With the church, to Edale Youth Hostel. Beautiful scenery, good company, great food, a weekend of prayer and contemplation and some good thoughts and speeches from Mark Russell, CEO of Church Army.

As usual with my church at times it got pretty intense, lots of prophesying, group prayer and laying on of hands. I think prophesy is very often more like cold-reading, you say something relevant and it sounds like a prophesy, although I certainly believe in prophesy as a concept (I mean, look at the Bible, it’s full of people in the Old Testament predicting things that happen in the New) and I don’t see why there shouldn’t be prophets in this day and age but I don’t think everyone has the gift of prophesy, unlike my church, and in fact I think if anything at all it’s extremely rare and not akin at all to what my church does and calls prophesy. Fair enough. It’s reasonably harmless. I don’t like group prayer either, or rather, it depends who I’m praying with, because I tend to prefer prayer to be personal and contemplative and it doesn’t help me having a youth worker or part of the Ministry Team – i.e. someone who is at best only an acquaintance – praying with me for things which are relevant to my life only and which they don’t really understand, however well they might mean what they say. So I tend to prefer praying on my own or with close friends who understand what I’m praying about a bit better. To be honest I’m terribly British and find the whole thing very awkward because my relationship with God is private and personal and given that I’m not necessarily particularly huggy or tactile as a person, if I wouldn’t normally lay my hands on a person or hug them spontaneously then it feels odd to be touching them or them to be touching me when I’m praying.

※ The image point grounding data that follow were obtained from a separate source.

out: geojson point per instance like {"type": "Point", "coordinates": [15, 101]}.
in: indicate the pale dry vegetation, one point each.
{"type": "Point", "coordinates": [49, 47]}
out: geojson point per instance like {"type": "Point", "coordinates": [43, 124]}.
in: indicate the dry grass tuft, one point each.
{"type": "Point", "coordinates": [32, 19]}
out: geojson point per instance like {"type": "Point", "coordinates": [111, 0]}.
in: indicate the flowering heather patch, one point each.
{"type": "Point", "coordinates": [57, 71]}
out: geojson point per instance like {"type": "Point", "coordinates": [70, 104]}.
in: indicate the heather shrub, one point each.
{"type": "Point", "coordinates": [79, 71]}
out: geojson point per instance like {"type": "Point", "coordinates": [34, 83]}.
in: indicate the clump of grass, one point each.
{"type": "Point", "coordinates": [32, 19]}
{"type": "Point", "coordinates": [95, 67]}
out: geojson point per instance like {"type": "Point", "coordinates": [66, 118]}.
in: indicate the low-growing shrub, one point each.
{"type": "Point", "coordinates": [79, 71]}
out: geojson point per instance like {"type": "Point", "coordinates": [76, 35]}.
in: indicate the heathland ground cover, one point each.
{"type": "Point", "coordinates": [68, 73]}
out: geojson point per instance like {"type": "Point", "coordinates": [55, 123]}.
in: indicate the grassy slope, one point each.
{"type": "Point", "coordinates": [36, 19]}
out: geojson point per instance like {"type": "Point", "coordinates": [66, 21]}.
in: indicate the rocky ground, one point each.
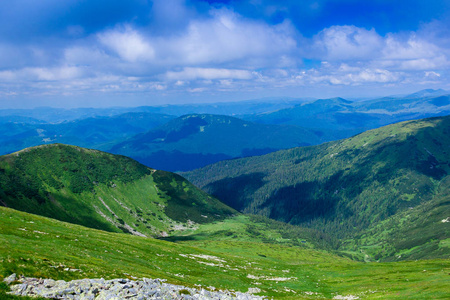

Worship got pretty intense, too, but I think I learnt a lot this weekend about how far I’ve come as a Christian and where I want to go and where God wants me to go next. So I’m still worried and still stressed but things are starting to look a little better than they were.

And meanwhile I got out on a beautiful walk with some friends. Photos are up on Facebook, or will be soon, but don’t be too excited, they’re only iPhone quality, however beautiful the scenery… and I can’t be bothered to put them up here…!

So, hello, folks. My, that was an exciting post for you. Now. Food and fiddle practice and I have a decision to make – do I want or need to go to church tonight or would it be better to stay home and relax, preferably with A, H, and a PFW?